Only used if cpool is not None. Site basis functions used in the determination of cluster correlations.

comat: 2D array of floats (default: None)

It overrides cpool and basis. If a correlation matrix for the structures set sset was pre-computed, the equivalence in terms of cluster basis representation is performed by comparing the rows of this matrix (each row must correspond to a structure in the structures set).

Returns: Returns a dictionary. The keys (k) are structure indices of unique representative structures, and the values (v) are arrays of integer, indicating all structure indices equivalent to k (containing k itself too). For instance, the dictionary:

{"0": [0, 1, 3, 8, 9],
 "2": [2, 5, 6],
 "4": [4, 7]}
indicates that in the structures set with indices [0, 1, 2, 3, 4, 5, 6, 7, 8, 9] there are just three distinct structures.

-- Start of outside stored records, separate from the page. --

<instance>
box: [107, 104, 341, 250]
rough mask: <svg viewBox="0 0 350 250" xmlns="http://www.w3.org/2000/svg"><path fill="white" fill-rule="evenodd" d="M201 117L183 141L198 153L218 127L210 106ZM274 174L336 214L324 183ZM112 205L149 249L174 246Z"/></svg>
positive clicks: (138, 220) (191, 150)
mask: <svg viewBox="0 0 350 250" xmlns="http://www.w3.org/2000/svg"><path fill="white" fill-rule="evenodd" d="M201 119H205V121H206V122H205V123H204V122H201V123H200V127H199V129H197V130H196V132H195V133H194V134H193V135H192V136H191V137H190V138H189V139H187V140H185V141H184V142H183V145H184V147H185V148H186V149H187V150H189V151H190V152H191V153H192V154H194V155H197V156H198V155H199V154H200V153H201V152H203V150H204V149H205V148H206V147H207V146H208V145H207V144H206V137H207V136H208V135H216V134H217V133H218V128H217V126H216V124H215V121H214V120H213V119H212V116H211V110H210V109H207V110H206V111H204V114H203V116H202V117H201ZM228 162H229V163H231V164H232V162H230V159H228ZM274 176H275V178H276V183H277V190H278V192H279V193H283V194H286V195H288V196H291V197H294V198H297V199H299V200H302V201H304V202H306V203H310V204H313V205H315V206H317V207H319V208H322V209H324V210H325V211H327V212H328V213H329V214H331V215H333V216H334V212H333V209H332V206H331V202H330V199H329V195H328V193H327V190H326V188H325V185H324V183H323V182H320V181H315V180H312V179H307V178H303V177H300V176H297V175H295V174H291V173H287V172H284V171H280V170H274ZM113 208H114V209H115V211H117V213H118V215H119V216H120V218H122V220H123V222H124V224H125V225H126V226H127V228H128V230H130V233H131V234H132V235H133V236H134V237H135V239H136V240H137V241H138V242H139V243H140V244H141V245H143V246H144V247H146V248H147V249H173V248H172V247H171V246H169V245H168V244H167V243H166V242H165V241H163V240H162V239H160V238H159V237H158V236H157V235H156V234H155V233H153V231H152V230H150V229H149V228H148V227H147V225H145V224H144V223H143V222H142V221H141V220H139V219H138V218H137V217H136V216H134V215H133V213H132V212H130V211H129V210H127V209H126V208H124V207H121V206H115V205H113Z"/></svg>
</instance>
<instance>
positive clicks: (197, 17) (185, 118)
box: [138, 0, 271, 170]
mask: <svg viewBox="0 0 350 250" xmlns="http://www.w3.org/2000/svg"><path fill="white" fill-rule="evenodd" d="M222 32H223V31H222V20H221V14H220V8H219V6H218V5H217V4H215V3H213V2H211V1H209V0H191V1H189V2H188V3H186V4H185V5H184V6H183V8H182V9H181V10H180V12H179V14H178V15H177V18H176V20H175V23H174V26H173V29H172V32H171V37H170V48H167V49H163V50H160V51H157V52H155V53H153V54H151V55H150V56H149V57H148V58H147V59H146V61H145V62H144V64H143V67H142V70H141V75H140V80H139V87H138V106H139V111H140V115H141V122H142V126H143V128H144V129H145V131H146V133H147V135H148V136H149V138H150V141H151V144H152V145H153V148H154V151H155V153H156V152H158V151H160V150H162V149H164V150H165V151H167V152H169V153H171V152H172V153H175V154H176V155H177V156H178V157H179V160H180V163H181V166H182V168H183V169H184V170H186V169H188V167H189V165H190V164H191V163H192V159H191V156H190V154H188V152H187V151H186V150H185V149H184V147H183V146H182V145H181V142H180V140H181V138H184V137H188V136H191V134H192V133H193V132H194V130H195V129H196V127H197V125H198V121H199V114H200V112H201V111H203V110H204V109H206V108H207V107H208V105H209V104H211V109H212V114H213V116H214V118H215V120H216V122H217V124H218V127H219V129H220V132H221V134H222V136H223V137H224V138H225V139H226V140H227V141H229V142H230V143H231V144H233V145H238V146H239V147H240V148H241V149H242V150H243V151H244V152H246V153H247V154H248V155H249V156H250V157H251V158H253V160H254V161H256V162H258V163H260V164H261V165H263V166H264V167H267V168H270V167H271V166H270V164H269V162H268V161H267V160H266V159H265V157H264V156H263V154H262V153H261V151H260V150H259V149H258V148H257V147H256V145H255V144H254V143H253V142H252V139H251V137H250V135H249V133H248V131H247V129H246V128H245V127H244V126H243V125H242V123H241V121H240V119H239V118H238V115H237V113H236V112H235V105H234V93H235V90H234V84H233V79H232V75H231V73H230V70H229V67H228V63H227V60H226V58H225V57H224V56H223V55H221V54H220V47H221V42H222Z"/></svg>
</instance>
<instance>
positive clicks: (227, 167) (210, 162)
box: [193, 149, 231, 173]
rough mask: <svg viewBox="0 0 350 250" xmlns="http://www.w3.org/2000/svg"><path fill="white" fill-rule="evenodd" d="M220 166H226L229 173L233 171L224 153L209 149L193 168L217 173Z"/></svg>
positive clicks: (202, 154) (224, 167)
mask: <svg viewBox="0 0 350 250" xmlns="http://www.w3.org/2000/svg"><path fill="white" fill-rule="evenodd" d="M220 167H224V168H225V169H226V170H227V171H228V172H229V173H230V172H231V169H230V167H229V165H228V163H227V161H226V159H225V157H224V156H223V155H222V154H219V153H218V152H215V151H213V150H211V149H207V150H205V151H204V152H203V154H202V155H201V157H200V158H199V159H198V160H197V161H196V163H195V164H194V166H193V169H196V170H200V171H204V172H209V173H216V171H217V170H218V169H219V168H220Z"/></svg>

These can be represented by strucutres 0, 2 and 4. The structures [0, 1, 3, 8, 9] are all equivalent, etc.
Notice that here equivalence is used in the sense explained above: It is symmetrical equivalence only if cpool and comat are None.
clusterx.utils.sub_folders(root)

Return list of subfolders

Parameters:

root: string

path of the absolute folder for which you want to get the list of subfolders.

clusterx.utils.super_structure(struc0, d)

Create a super structure

This function takes a Structure instance (struc0) and creates a new structure which is obtained as the periodic repetition of the original structure along its unit cell vectors. The number of repetitions along each cell vector is given by the three components of the input integer vector d.

Parameters:

struc0: Structure object

Original structure for the superstructure.

d: int, three-component integer array, or 3x3 integer array

The super structure is obtained by the transformation d S, with d a 3x3 matrix of integer and S the supercell cell vectors.